McDaniel and Dreyer were two of six in-house and external lobbyists employed by SpaceX in 2012 and 2013. The company paid between $200,000 and $445,000 for their services, according to the Texas Ethics Commission.
SpaceX’s long running government relations efforts in Austin secured them more than just financial incentives. Oliveira also authored legislation to close a public beach in Brownsville for hours at a time in order to permit SpaceX launches there. Lucio wrote its Senate companion bill.
The eventual law was considered a crucial step in attracting SpaceX to south Texas.
"The bill provides SpaceX a reliable yet flexible system for planning launches, and removes an impediment that could have threatened the entire project," Oliveira said at the time.

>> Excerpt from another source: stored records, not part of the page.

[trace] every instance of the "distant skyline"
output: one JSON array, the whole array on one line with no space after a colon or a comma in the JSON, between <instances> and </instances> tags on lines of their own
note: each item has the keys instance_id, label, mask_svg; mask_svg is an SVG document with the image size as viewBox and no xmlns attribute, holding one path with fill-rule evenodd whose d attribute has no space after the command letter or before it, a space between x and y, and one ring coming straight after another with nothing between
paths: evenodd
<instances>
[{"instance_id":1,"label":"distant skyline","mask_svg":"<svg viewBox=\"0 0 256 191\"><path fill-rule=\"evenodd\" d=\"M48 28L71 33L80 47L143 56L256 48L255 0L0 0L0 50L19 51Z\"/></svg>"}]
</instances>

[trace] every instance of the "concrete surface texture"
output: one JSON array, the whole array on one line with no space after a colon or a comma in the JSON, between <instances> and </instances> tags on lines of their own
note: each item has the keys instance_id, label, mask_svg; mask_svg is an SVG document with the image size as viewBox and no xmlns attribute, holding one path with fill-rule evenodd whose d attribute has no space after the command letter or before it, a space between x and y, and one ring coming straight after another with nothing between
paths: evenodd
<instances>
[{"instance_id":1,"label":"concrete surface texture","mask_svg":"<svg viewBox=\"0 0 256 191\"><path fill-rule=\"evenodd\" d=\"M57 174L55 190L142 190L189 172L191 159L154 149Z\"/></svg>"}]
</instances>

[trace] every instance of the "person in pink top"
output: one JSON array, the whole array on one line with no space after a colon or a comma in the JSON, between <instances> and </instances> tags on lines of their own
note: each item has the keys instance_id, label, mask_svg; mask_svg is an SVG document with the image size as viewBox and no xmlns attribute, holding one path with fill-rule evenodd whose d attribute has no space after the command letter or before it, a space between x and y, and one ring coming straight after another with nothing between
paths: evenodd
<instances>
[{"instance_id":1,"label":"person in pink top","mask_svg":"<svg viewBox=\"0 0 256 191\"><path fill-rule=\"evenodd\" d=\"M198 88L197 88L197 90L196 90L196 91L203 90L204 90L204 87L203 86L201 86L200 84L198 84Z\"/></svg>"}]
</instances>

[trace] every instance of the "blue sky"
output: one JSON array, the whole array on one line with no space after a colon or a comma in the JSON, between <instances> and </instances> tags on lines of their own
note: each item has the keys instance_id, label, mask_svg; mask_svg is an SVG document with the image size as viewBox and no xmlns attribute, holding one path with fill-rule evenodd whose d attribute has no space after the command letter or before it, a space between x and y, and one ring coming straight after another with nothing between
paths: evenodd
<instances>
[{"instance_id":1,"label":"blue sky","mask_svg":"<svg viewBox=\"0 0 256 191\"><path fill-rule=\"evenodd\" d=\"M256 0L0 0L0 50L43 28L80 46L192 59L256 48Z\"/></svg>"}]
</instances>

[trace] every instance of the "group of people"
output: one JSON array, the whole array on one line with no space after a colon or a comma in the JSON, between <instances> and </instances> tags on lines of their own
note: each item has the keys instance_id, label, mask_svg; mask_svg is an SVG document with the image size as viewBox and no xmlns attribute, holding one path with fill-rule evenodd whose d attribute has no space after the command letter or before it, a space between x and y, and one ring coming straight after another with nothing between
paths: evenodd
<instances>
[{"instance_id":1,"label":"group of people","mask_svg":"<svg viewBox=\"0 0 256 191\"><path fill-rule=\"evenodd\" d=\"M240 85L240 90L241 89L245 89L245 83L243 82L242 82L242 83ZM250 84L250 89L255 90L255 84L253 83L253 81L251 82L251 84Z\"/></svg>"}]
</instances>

In addition to the $13 million SpaceX will get from the spaceport trust fund, it will not have to pay Cameron County taxes for 10 years, saving the company an estimated $2 million.

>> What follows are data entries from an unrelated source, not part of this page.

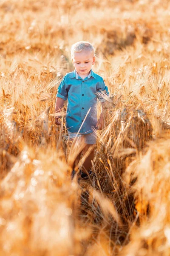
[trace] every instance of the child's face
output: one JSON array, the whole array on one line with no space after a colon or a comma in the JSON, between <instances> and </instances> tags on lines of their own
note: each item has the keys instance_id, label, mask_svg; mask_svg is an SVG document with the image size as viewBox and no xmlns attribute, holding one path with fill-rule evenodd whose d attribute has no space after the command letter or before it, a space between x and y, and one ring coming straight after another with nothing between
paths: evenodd
<instances>
[{"instance_id":1,"label":"child's face","mask_svg":"<svg viewBox=\"0 0 170 256\"><path fill-rule=\"evenodd\" d=\"M95 64L95 57L91 52L83 50L79 52L74 52L72 61L78 74L85 77Z\"/></svg>"}]
</instances>

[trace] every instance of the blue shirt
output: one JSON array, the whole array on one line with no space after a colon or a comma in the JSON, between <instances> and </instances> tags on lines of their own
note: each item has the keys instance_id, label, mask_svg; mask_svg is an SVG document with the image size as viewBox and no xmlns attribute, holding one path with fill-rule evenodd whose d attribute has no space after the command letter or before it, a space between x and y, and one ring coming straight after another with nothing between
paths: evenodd
<instances>
[{"instance_id":1,"label":"blue shirt","mask_svg":"<svg viewBox=\"0 0 170 256\"><path fill-rule=\"evenodd\" d=\"M66 127L69 131L87 134L93 131L92 127L96 128L97 98L101 101L102 92L109 94L102 78L92 70L84 79L78 76L76 70L64 76L56 97L68 99Z\"/></svg>"}]
</instances>

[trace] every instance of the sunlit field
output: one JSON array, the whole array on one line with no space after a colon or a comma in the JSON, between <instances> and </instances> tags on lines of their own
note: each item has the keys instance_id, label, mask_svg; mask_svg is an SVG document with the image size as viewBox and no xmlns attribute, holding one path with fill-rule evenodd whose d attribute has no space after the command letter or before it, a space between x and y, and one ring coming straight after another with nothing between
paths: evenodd
<instances>
[{"instance_id":1,"label":"sunlit field","mask_svg":"<svg viewBox=\"0 0 170 256\"><path fill-rule=\"evenodd\" d=\"M168 0L1 0L0 17L0 255L170 255ZM66 102L54 116L79 41L110 97L77 182Z\"/></svg>"}]
</instances>

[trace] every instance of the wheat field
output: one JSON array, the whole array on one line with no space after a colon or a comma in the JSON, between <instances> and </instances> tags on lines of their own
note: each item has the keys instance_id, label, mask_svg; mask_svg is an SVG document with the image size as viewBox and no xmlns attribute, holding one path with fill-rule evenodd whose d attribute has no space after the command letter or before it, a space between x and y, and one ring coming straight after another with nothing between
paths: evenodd
<instances>
[{"instance_id":1,"label":"wheat field","mask_svg":"<svg viewBox=\"0 0 170 256\"><path fill-rule=\"evenodd\" d=\"M170 255L168 0L1 0L0 17L0 255ZM77 183L54 116L79 41L110 97Z\"/></svg>"}]
</instances>

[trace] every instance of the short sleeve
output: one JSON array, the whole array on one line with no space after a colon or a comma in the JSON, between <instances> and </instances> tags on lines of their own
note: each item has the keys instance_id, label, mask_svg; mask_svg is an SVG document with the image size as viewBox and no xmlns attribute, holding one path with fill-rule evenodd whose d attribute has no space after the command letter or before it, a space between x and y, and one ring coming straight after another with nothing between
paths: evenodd
<instances>
[{"instance_id":1,"label":"short sleeve","mask_svg":"<svg viewBox=\"0 0 170 256\"><path fill-rule=\"evenodd\" d=\"M98 86L96 88L97 93L97 98L101 102L106 101L106 97L108 98L109 95L109 93L108 91L108 87L105 84L103 79L102 78L101 81L98 84Z\"/></svg>"},{"instance_id":2,"label":"short sleeve","mask_svg":"<svg viewBox=\"0 0 170 256\"><path fill-rule=\"evenodd\" d=\"M63 77L58 88L56 97L61 98L64 100L67 100L68 97L68 92L67 90L66 76Z\"/></svg>"}]
</instances>

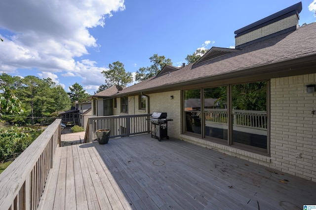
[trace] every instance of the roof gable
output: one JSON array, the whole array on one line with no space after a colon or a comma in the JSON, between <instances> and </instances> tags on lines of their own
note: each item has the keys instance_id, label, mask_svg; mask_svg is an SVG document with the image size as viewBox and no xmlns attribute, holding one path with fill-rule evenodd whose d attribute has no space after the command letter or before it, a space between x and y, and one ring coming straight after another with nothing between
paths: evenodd
<instances>
[{"instance_id":1,"label":"roof gable","mask_svg":"<svg viewBox=\"0 0 316 210\"><path fill-rule=\"evenodd\" d=\"M158 73L156 77L160 76L161 75L165 74L168 72L174 71L180 69L179 67L176 67L173 66L166 65Z\"/></svg>"},{"instance_id":2,"label":"roof gable","mask_svg":"<svg viewBox=\"0 0 316 210\"><path fill-rule=\"evenodd\" d=\"M212 47L195 64L198 64L205 61L209 61L215 58L224 56L224 55L238 51L240 50L222 47Z\"/></svg>"},{"instance_id":3,"label":"roof gable","mask_svg":"<svg viewBox=\"0 0 316 210\"><path fill-rule=\"evenodd\" d=\"M124 89L125 87L123 87ZM116 86L112 86L103 91L94 94L93 96L99 97L100 98L108 98L114 96L115 95L118 93L119 91Z\"/></svg>"}]
</instances>

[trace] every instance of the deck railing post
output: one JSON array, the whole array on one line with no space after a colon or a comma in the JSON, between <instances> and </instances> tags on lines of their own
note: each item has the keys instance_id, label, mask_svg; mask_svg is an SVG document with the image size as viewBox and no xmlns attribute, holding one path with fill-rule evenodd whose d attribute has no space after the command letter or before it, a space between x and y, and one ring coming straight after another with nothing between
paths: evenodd
<instances>
[{"instance_id":1,"label":"deck railing post","mask_svg":"<svg viewBox=\"0 0 316 210\"><path fill-rule=\"evenodd\" d=\"M130 120L129 116L126 117L126 136L129 137L130 135Z\"/></svg>"}]
</instances>

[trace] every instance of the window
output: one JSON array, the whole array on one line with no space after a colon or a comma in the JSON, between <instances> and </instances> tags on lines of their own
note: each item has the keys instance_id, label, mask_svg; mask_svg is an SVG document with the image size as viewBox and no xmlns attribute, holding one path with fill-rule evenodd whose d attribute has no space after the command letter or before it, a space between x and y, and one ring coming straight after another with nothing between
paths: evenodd
<instances>
[{"instance_id":1,"label":"window","mask_svg":"<svg viewBox=\"0 0 316 210\"><path fill-rule=\"evenodd\" d=\"M146 97L145 96L139 96L138 97L138 104L139 105L139 109L146 110Z\"/></svg>"},{"instance_id":2,"label":"window","mask_svg":"<svg viewBox=\"0 0 316 210\"><path fill-rule=\"evenodd\" d=\"M115 98L113 99L113 103L114 103L114 108L117 108L118 106L118 103L117 102L117 98Z\"/></svg>"},{"instance_id":3,"label":"window","mask_svg":"<svg viewBox=\"0 0 316 210\"><path fill-rule=\"evenodd\" d=\"M232 86L233 144L268 149L267 82Z\"/></svg>"},{"instance_id":4,"label":"window","mask_svg":"<svg viewBox=\"0 0 316 210\"><path fill-rule=\"evenodd\" d=\"M113 114L113 101L112 99L103 100L103 116L110 116Z\"/></svg>"},{"instance_id":5,"label":"window","mask_svg":"<svg viewBox=\"0 0 316 210\"><path fill-rule=\"evenodd\" d=\"M120 98L120 112L128 112L128 98L127 97Z\"/></svg>"},{"instance_id":6,"label":"window","mask_svg":"<svg viewBox=\"0 0 316 210\"><path fill-rule=\"evenodd\" d=\"M98 107L97 105L97 101L96 100L94 100L93 102L93 116L97 116L97 107Z\"/></svg>"},{"instance_id":7,"label":"window","mask_svg":"<svg viewBox=\"0 0 316 210\"><path fill-rule=\"evenodd\" d=\"M201 134L200 89L184 91L184 111L186 131Z\"/></svg>"},{"instance_id":8,"label":"window","mask_svg":"<svg viewBox=\"0 0 316 210\"><path fill-rule=\"evenodd\" d=\"M227 142L227 87L205 88L203 94L205 136Z\"/></svg>"},{"instance_id":9,"label":"window","mask_svg":"<svg viewBox=\"0 0 316 210\"><path fill-rule=\"evenodd\" d=\"M265 81L184 91L185 132L268 153L268 84Z\"/></svg>"}]
</instances>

Even with its lobbying expenses and Musk’s campaign contributions, SpaceX will enjoy more than a 3,000 percent return on its investment in Texas’ political process if it decides to build its new launch facilities in Brownsville (not yet a sure thing).

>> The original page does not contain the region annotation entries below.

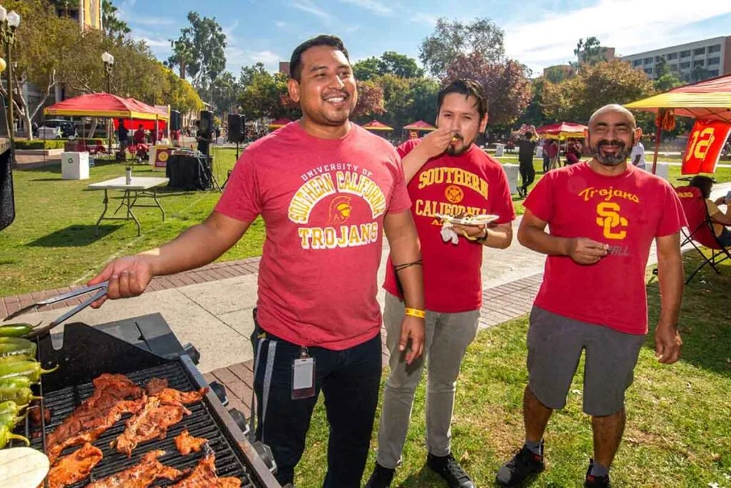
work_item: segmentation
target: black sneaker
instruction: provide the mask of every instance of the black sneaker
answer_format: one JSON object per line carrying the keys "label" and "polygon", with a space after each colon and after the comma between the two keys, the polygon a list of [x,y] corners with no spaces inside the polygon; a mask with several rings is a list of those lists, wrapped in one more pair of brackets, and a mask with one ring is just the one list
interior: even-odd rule
{"label": "black sneaker", "polygon": [[393,480],[393,475],[395,472],[395,470],[384,468],[376,462],[365,488],[388,488],[391,486],[391,481]]}
{"label": "black sneaker", "polygon": [[429,453],[426,457],[426,465],[444,478],[450,488],[474,488],[472,479],[451,454],[440,457]]}
{"label": "black sneaker", "polygon": [[612,488],[611,483],[609,482],[609,475],[604,476],[596,476],[591,474],[591,468],[594,466],[594,459],[589,459],[589,468],[586,470],[586,479],[584,481],[584,488]]}
{"label": "black sneaker", "polygon": [[498,470],[495,482],[499,487],[520,487],[535,478],[545,469],[542,440],[540,451],[540,454],[537,454],[523,446],[512,459]]}

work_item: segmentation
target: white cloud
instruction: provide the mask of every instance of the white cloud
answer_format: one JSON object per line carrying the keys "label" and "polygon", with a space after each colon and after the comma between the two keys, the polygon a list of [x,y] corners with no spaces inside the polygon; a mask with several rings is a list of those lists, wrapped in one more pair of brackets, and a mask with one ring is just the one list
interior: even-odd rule
{"label": "white cloud", "polygon": [[386,7],[376,0],[339,0],[339,1],[371,10],[379,15],[390,15],[393,13],[390,7]]}
{"label": "white cloud", "polygon": [[330,23],[333,20],[333,16],[330,14],[317,7],[310,0],[295,0],[290,3],[289,5],[294,7],[295,9],[299,9],[303,12],[306,12],[320,18],[325,23]]}
{"label": "white cloud", "polygon": [[724,35],[692,24],[731,12],[731,1],[713,9],[693,8],[680,0],[599,0],[573,11],[531,12],[534,20],[504,26],[507,55],[541,70],[574,58],[579,38],[595,36],[618,56]]}

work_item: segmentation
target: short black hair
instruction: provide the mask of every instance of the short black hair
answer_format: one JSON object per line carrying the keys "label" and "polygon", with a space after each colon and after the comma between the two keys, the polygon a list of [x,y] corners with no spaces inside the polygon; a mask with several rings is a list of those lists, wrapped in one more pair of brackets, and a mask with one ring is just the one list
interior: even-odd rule
{"label": "short black hair", "polygon": [[689,186],[695,187],[700,189],[700,194],[703,195],[704,198],[710,198],[711,190],[713,187],[713,180],[709,176],[696,175],[691,179]]}
{"label": "short black hair", "polygon": [[446,86],[439,90],[436,96],[437,113],[442,110],[442,104],[444,101],[444,97],[450,93],[458,93],[464,95],[465,97],[474,97],[477,100],[477,113],[482,120],[485,114],[488,113],[488,100],[482,94],[482,89],[480,83],[474,80],[467,78],[460,78],[450,82]]}
{"label": "short black hair", "polygon": [[302,78],[302,54],[310,48],[318,46],[330,46],[341,51],[345,55],[346,59],[350,61],[350,55],[348,50],[345,48],[343,40],[337,36],[330,36],[322,34],[312,39],[308,39],[300,45],[295,48],[292,53],[292,58],[289,59],[289,78],[299,81]]}

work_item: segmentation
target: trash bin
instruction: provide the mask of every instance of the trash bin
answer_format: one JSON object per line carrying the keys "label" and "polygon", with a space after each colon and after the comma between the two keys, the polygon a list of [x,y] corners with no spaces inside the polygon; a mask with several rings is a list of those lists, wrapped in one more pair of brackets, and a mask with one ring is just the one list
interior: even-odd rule
{"label": "trash bin", "polygon": [[510,194],[518,193],[518,165],[507,164],[503,165],[505,170],[505,175],[507,176],[507,182],[510,187]]}
{"label": "trash bin", "polygon": [[[652,171],[652,163],[647,165],[651,171]],[[657,170],[655,174],[660,178],[664,179],[666,181],[669,181],[670,179],[670,165],[667,162],[659,162],[657,163]]]}
{"label": "trash bin", "polygon": [[88,179],[88,152],[61,153],[61,177],[63,179]]}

The increasing involvement of SpaceX and other disruptive companies in government affairs has raised red flags among some conservatives, if not about the companies themselves than the realities of a political system that requires heavy expenditures to secure a seat at the table.
Former Obama campaign manager David Plouffe’s new gig as the senior vice president for policy and strategy with ridesharing startup Uber was seen by some as indicative of a political drain on otherwise innovative and productive businesses.
"Uber having to hire David Plouffe is all that’s wrong with America," declared James Pethokoukis, a financial and regulatory expert with the American Enterprise Institute.
"Valuable technological innovations have a good track record of survival, with maybe the notable exception of nuclear power," Pethokoukis wrote last week.
"Then again, who knows what companies and innovation we never see because they were unable to surmount regulatory burdens or other government favors on behalf of entrenched interests."
As SpaceX competes for market share in the federal launch vehicle industry, which until recently was dominated by a handful of prominent defense contractors, it faces similar political impediments to its growth in a tightly regulated industry.
Some of those incumbent players have said that SpaceX lacks the experience necessary to displace them. While its recent test rocket explosion may fuel that criticism, the company has also worked to remove political impediments to its growth.
It is not Musk’s first foray into the political process. Two of his companies, Tesla Motors and Solar City, have received extensive backing from the Department of Energy. As in Texas, Musk has made high-dollar donations to major national politicians, including President Barack Obama.
While a SpaceX launch facility would bring an estimated 600 jobs to the economically distressed Brownsville area, some doubt that the large incentives the company has been able to secure are worth their price tag.
"A lot of money is given to people that doesn’t benefit but a few people," a veteran Texas lobbyist told Bloomberg. "It’s good for whoever got the money and for the lobbyists who got it."